2) i have 4 kids with different names but i don't know the names of either of them. what is the prob that i wont call either of them in the right name?

mormor83

2. ## Permutations with repeated items; derangements

Hello mormor83

Welcome to Math Help Forum!
Originally Posted by mormor83
hello everyone

i am having problem with 2 question :
1) say i don't know the letters a-z and i need to create the word
" Probability" from the letters "P-r-o-b-a-b-i-l-i-t-y " . ( i have exactly 11 places )

2) i have 4 kids with different names but i don't know the names of either of them. what is the prob that i wont call either of them in the right name?

mormor83
1) I think the question means: The letters "p-r-o-b-a-b-i-l-i-t-y" are arranged in a random order. What is the probability that they spell the word "probability"?
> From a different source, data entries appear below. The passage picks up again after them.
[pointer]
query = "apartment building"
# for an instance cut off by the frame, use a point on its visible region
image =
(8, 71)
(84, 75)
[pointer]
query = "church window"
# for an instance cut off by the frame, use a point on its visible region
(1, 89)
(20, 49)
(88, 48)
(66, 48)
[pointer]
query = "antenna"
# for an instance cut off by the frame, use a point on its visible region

If this is what the question means, then you need to know the number of permutations (arrangements) of $\displaystyle 11$ items that contain $\displaystyle 2$ items repeated of the first kind ('b') and $\displaystyle 2$ items repeated of the second kind ('i'). This is
$\displaystyle \frac{11!}{2!2!}$

Since just one of these arrangements is the correct one, the probability that this arrangement occurs at random is
$\displaystyle \frac{2!2!}{11!}$
2) Again, if I may re-word the question: the names of 4 children are randomly selected by each child. What is the probability that none of the children selects their own name?
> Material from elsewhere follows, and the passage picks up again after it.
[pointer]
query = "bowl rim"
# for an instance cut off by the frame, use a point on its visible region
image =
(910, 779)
Such a selection - where no item is chosen in its 'natural' place - is called a derangement. With $\displaystyle 4$ items, there are $\displaystyle 9$ derangements. (See, for example, just here.)
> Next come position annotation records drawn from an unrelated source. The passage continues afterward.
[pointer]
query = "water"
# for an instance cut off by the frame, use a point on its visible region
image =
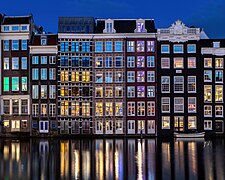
(112, 159)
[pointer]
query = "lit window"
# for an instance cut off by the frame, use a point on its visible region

It doesn't take long to list all the possibilities with 4 items, but if you want the formula for $\displaystyle d_n$, the number of derangements of $\displaystyle n$ items, it is in the form of a recurrence relation:
$\displaystyle d_n=nd_{n-1}+(-1)^n, n\ge 1,$ with $\displaystyle d_0$ defined as $\displaystyle d_0=1$
You'll see that this gives:
$\displaystyle d_1=0$
$\displaystyle d_2=1$
$\displaystyle d_3=2$
$\displaystyle d_4=9$
$\displaystyle d_5=44$
and so on.

Since the number of arrangements of $\displaystyle 4$ items is $\displaystyle 4!\,(=24)$, the probability that one chosen at random is a derangement is clearly $\displaystyle \frac{9}{24}=\frac38$

thanks for the replay.I appreciate it.

1) got it .thank u
2) i have a little problem with the re-write:
if i have 4 kids. each one has its own name. but i know the name of all 4 but i don't know whose name belong to who.
the question is: if i call them what is the prob that i will miss every one of them ( be wrong every time x4 )

4. Hello mormor83
Originally Posted by mormor83
...2) i have a little problem with the re-write:
if i have 4 kids. each one has its own name. but i know the name of all 4 but i don't know whose name belong to who.
the question is: if i call them what is the prob that i will miss every one of them ( be wrong every time x4 )
Isn't that what I said? The four names are the correct names of the children, but none of them is allocated to the right child.

For instance, if the children are A, B, C and D, one possible order could be B, C, D, A; another could be B, A, D, C. None of the letters is in its 'natural' place. That's a derangement.

so that will give 9/27 possibles ways.

thank u very much for the replay.

mormor83

6. Hello mormor83
Originally Posted by mormor83
You mean $\displaystyle \frac{9}{24}$.